Was vor fünf Jahren als Pilotprojekt der reformierten Landeskirche und Caritas Aargau in Brugg begann, ist heute kaum mehr wegzudenken. Die Wegbegleitung hat sich inzwischen einen Namen gemacht, sodass Leute in schweren Situationen sich vermehrt direkt an die Wegbegleitung wenden und immer weniger über das Sozialamt, eine Suchtberatung und andere Institutionen dazu kommen. Dank den positiven Erfahrungen, die man bei der Wegbegleitung Brugg gemacht hat, wurde das Angebot durch die reformierte Kirchgemeinde auch in Birr und in Windisch eingeführt.

Hilfe in schweren Situationen

Die kostenlose Wegbegleitung unterstützt Menschen, die sich in einer schweren Lebenssituation befinden, aus der sie alleine nicht mehr herauskommen. Beispielsweise unterstützte die Wegbegleitung eine Frau, die mit ihrer Familie in das Elternhaus ihres Manns zog. Die Frau wollte die Möbel und Gegenstände, die ihre Schwiegereltern im Haus liessen, weggeben, konnte sich aber nicht davon trennen. Auch von ihrem Mann erhielt sie dabei keine Unterstützung. Deshalb kam die Wegbegleitung ins Spiel, motivierte die Frau und half ihr beim Räumungsprozess.

Ein anderes Beispiel ist das eines Mannes, dessen Frau auszog. Der Mann hatte das Gefühl, er könne nicht kochen, und ernährte sich nur noch von Sandwiches. Die Wegbegleitung fing an, gemeinsam mit ihm zu kochen, zu essen und abzuwaschen. So gab ihm die Wegbegleitung Sicherheit und motivierte ihn dazu, diese Aufgaben künftig selbstständig zu erledigen.

Die Wegbegleitung übernimmt dort, wo es keine professionellen Institutionen gibt. Die Dauer einer Wegbegleitung ist individuell, die bisher längste Begleitung in Brugg dauerte eineinhalb Jahre, die kürzeste einen Monat. Nach fünf Jahren zieht Beatrice Bieri, Leiterin der Wegbegleitung Brugg, eine positive Zwischenbilanz: «Die Erwartungen wurden mehr als erfüllt. Ich wünschte mir, dass das Angebot genutzt wird. Dabei hätte ich mir nicht erträumt, dass nach anfänglich 12 heute 18 Wegbegleiter nötig sind.» Wegbegleiter kann werden, wer eine gewisse Lebenserfahrung mitbringt, also mindestens 30 Jahre alt ist.

Froh um neue Wegbegleiter

Die Freiwilligen bringen unterschiedliches Wissen und unterschiedliche Begabungen mit.

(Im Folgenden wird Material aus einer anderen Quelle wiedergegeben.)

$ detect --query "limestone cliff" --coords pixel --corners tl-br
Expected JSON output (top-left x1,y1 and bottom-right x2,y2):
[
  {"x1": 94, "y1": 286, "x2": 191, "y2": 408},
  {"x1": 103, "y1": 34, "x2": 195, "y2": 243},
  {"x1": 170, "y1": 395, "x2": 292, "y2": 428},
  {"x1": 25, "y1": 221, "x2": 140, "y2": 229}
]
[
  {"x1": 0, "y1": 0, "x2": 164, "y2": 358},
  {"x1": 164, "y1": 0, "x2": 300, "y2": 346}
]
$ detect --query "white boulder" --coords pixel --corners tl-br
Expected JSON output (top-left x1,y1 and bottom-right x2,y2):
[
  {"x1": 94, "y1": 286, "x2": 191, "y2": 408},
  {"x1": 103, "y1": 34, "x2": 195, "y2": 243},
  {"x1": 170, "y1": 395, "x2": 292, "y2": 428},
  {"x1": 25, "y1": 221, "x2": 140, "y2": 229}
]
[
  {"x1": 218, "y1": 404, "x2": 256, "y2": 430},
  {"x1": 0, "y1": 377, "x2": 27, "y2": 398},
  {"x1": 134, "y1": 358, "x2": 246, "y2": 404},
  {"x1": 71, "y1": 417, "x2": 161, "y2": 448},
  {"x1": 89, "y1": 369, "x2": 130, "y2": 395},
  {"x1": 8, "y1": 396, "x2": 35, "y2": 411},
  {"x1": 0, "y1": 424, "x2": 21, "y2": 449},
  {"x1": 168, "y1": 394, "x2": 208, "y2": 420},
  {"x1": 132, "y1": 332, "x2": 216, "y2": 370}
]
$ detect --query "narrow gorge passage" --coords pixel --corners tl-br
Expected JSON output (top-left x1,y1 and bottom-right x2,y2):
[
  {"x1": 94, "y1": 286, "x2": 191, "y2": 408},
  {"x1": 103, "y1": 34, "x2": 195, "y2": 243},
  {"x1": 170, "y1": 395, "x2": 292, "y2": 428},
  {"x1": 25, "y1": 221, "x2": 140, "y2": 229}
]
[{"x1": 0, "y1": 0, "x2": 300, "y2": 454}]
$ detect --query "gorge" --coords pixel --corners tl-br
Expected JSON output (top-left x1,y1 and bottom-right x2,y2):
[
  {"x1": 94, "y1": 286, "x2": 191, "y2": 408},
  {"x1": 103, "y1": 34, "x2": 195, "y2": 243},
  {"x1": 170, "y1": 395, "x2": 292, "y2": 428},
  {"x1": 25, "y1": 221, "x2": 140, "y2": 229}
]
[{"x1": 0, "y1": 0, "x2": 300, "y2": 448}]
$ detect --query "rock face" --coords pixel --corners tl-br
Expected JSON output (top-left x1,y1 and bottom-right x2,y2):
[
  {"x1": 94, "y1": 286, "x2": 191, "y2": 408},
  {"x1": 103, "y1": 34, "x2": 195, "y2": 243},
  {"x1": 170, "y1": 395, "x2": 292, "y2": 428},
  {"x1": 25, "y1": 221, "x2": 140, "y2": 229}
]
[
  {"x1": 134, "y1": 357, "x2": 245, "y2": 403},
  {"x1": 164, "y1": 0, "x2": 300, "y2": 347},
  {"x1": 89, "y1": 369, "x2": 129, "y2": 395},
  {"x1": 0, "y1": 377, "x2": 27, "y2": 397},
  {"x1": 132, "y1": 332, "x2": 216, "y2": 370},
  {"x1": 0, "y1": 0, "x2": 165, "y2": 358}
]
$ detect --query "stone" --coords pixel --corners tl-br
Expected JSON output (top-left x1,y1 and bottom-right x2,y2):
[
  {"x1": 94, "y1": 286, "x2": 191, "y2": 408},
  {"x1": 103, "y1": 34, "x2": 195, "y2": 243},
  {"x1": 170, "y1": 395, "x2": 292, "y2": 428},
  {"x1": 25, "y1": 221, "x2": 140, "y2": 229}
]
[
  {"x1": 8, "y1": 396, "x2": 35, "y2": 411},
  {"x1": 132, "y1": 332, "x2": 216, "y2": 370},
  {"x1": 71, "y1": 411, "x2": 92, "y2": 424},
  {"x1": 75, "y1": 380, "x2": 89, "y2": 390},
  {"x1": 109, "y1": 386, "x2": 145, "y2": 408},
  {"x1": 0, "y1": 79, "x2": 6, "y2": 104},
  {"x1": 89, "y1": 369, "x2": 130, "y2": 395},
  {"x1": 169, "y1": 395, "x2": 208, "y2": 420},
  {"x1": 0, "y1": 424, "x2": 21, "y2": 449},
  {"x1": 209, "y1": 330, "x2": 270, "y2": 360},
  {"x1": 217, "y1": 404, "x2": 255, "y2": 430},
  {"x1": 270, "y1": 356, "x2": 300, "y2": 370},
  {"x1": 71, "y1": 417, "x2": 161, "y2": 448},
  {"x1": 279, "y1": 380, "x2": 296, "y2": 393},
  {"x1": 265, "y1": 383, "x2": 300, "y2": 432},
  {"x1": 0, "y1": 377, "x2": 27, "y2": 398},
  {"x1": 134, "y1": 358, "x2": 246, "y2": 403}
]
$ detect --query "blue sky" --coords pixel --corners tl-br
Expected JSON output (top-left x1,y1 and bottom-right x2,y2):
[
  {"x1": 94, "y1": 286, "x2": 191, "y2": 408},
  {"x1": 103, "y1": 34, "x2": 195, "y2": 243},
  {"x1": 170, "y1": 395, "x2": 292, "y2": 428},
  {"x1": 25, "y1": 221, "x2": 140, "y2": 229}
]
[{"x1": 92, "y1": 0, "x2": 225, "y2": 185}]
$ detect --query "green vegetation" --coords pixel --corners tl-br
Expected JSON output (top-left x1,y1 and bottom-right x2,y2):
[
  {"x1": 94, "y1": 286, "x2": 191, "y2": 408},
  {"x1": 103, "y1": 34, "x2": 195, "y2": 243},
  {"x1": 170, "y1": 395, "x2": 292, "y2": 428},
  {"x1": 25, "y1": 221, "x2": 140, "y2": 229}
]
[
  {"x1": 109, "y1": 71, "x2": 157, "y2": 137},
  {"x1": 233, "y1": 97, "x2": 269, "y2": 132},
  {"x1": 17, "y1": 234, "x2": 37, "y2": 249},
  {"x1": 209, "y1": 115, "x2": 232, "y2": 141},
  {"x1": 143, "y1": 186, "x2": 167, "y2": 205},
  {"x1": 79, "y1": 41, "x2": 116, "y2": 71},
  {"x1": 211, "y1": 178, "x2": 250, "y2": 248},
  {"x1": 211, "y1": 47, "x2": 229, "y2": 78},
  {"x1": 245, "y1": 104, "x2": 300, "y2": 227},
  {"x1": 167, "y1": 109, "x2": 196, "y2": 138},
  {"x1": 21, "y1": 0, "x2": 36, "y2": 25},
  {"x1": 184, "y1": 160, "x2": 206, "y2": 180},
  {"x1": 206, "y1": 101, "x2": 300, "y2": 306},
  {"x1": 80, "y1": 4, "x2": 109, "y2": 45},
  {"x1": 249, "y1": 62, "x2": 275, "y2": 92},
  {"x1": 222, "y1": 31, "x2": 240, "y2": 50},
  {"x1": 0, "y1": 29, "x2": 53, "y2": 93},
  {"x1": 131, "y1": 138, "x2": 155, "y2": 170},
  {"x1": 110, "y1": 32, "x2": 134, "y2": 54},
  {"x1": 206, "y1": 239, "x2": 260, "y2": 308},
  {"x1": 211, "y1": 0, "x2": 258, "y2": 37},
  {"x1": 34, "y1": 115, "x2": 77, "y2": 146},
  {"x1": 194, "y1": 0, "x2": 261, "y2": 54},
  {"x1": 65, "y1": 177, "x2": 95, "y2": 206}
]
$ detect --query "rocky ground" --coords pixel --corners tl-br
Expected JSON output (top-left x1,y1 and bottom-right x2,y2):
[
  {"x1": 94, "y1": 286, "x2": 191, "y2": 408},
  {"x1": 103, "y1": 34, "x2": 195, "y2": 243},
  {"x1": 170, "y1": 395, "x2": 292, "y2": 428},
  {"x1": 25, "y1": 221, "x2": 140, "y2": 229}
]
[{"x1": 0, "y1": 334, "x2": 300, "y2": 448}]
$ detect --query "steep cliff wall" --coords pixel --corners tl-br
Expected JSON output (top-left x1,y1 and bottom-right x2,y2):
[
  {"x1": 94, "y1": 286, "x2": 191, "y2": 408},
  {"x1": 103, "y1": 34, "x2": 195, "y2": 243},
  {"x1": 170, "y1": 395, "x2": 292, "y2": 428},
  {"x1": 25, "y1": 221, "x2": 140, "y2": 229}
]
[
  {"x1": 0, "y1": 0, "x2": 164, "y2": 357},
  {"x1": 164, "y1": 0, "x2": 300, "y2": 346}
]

Und genau nach diesen Begabungen setzt Beatrice Bieri die Helferinnen und Helfer gezielt ein: «Beispielsweise ein Wegbegleiter, der sehr strukturell funktioniert, wird eingesetzt, um einer Person bei administrativen Dingen zu helfen.» Deshalb ist Beatrice Bieri immer wieder froh um neue Wegbegleiter, die neues Wissen und neue Begabungen mitbringen. Damit ein möglichst breites Spektrum abgedeckt werden kann.

Um die anspruchsvolle Freiwilligenarbeit ausüben zu können, erhält man als Wegbegleiter zunächst einen Einführungskurs. Dann gibt es pro Jahr drei Treffen mit Schulungen, wo sich die Wegbegleiter austauschen und weiterbilden können.